The more difficult issue, as usual in freedom of expression cases, is whether the infringement is a “reasonable limit[] prescribed by law that can be demonstrably justified in a free and democratic society,” as section 1 of the Charter requires. In the opinion of Justice McDougall, the Cyber-Safety Act fails not only the Oakes test for justifying restrictions on rights, but also the requirement that such restrictions be “prescribed by law.”

Mr. Snell argued that the definition of cyber-bullying in the Cyber-Safety Act was too vague to count as “prescribed by law.” Justice McDougall considers that the definition “is sufficiently clear to delineate a risk zone. It provides an intelligible standard” [129] for legal debate.
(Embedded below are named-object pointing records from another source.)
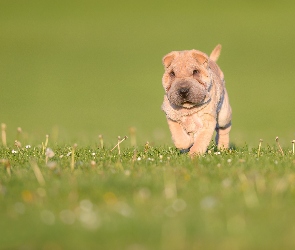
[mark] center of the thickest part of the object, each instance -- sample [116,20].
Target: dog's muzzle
[187,93]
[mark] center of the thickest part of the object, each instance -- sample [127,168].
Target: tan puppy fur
[196,102]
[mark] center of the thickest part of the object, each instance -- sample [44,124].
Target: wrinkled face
[186,79]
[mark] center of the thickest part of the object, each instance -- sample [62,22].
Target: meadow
[71,197]
[75,70]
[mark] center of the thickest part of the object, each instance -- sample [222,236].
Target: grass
[148,198]
[94,67]
[75,70]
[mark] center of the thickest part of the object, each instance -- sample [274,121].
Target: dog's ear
[201,57]
[167,60]
[215,53]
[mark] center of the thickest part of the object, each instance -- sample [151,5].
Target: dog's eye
[196,72]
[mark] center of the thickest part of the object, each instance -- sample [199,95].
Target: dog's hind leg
[179,136]
[222,137]
[223,123]
[203,137]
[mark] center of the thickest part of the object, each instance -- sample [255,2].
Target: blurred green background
[76,69]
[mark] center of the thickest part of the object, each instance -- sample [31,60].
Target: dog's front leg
[203,137]
[222,137]
[179,136]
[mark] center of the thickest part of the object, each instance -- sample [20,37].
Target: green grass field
[151,198]
[78,69]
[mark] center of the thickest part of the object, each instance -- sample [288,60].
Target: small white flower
[49,153]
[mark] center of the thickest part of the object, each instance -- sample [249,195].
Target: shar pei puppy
[196,102]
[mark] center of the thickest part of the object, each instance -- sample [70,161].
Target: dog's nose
[183,92]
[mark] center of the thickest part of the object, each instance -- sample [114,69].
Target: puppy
[196,102]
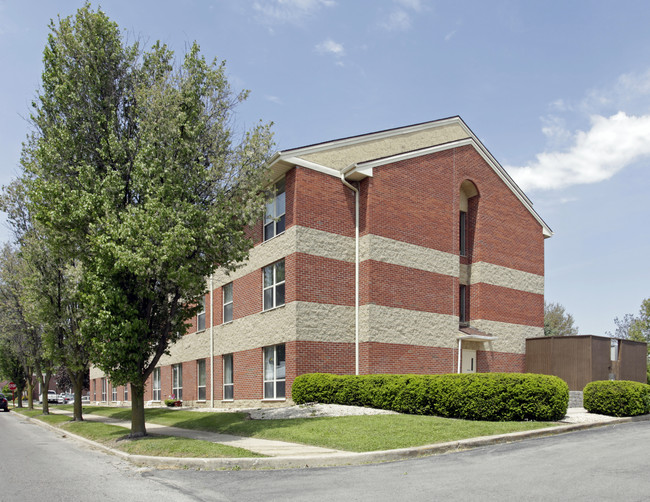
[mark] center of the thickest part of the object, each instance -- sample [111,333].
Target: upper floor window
[227,303]
[200,378]
[200,317]
[177,381]
[274,285]
[156,384]
[274,221]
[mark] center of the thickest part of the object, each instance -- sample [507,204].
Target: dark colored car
[4,405]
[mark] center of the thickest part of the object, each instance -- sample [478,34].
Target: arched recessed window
[466,218]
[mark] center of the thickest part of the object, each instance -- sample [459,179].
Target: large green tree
[25,338]
[557,321]
[135,169]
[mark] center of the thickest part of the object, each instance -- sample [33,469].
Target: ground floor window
[177,381]
[156,384]
[228,382]
[200,370]
[274,372]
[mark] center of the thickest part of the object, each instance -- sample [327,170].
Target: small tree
[557,322]
[134,167]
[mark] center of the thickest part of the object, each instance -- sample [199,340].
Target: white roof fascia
[546,231]
[313,165]
[476,338]
[337,143]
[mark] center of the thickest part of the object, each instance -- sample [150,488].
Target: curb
[337,459]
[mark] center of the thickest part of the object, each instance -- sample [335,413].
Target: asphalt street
[606,463]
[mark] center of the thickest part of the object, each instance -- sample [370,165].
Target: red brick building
[402,251]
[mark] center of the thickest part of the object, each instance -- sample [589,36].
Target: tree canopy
[558,322]
[136,173]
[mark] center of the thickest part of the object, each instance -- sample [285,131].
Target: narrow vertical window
[462,231]
[200,378]
[462,304]
[156,384]
[275,208]
[274,372]
[200,317]
[228,381]
[177,381]
[274,285]
[227,303]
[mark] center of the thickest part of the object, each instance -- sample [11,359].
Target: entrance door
[468,363]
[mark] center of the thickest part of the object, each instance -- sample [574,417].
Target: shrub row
[478,396]
[617,398]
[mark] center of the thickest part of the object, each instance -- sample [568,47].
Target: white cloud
[398,20]
[329,46]
[415,5]
[289,11]
[611,144]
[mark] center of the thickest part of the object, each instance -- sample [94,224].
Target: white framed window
[275,208]
[274,372]
[200,317]
[227,302]
[228,381]
[177,381]
[273,285]
[156,384]
[200,379]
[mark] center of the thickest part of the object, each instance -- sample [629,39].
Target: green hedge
[617,398]
[478,396]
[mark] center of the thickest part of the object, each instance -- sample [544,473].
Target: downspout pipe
[356,264]
[211,342]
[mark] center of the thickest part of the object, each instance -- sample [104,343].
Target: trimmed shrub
[617,398]
[478,396]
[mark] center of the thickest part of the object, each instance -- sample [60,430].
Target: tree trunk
[30,393]
[77,386]
[45,385]
[137,410]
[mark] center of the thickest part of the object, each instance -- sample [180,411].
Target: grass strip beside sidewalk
[153,444]
[352,433]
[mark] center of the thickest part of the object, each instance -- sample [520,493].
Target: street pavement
[283,455]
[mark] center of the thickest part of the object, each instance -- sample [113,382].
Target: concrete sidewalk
[283,455]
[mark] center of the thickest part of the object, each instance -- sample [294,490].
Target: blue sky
[558,91]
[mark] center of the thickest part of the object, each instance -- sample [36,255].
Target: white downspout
[356,265]
[211,343]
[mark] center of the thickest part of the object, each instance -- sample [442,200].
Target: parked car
[4,404]
[65,398]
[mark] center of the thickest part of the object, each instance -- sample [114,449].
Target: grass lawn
[352,433]
[154,445]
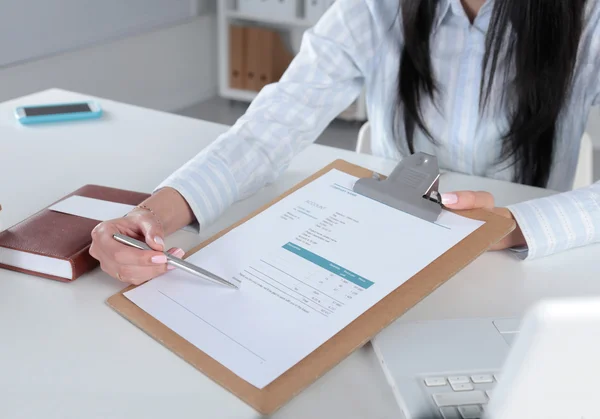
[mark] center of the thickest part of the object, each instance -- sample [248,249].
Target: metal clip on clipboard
[412,187]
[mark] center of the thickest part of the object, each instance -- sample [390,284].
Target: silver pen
[179,263]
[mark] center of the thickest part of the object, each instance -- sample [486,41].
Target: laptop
[547,367]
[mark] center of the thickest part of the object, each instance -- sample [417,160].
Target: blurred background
[200,58]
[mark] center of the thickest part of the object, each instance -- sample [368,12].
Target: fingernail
[178,253]
[449,198]
[158,259]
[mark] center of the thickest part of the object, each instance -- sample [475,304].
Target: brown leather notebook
[55,245]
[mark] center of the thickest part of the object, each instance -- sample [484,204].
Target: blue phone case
[75,116]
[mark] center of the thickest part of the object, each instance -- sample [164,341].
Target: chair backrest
[585,165]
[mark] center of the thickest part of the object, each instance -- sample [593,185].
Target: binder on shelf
[237,57]
[411,187]
[265,50]
[253,66]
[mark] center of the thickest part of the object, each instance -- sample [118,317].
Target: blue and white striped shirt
[357,44]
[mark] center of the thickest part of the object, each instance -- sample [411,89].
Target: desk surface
[65,354]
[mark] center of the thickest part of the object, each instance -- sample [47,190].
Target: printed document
[309,265]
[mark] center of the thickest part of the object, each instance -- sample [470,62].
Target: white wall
[166,69]
[593,127]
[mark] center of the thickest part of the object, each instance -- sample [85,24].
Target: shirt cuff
[207,185]
[557,223]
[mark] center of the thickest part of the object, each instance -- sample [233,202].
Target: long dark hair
[539,39]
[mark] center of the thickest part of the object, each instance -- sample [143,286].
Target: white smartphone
[35,114]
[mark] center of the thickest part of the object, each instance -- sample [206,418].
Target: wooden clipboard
[354,336]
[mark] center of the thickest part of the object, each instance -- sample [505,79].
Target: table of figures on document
[310,282]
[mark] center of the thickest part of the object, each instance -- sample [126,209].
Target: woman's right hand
[127,264]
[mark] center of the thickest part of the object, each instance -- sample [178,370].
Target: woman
[496,88]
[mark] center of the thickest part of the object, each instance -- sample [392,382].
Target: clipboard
[361,330]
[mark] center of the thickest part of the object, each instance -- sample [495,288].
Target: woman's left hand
[472,200]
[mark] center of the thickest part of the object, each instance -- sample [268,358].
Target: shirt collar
[446,7]
[442,11]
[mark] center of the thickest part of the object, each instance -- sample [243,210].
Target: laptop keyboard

However, in his view, the same cannot be said of the requirement in section 8 of the Act that there be “reasonable grounds to believe that the respondent will engage in cyberbullying of the subject in the future.” Justice McDougall finds that “[t]he Act provides no guidance on what kinds of evidence and considerations might be relevant here [and thus] no standard so as to avoid arbitrary decision-making.” [130] While risk of re-offending is assessed in criminal sentencing decisions, this is done on the basis of evidence, rather than on an ex-parte application that may include only limited evidence of past, and no indication of future, conduct. Here, “[t]he Legislature has given a plenary discretion to do whatever seems best in a wide set of circumstances,” which is likely to result in “arbitrary and discriminatory applications.” [137]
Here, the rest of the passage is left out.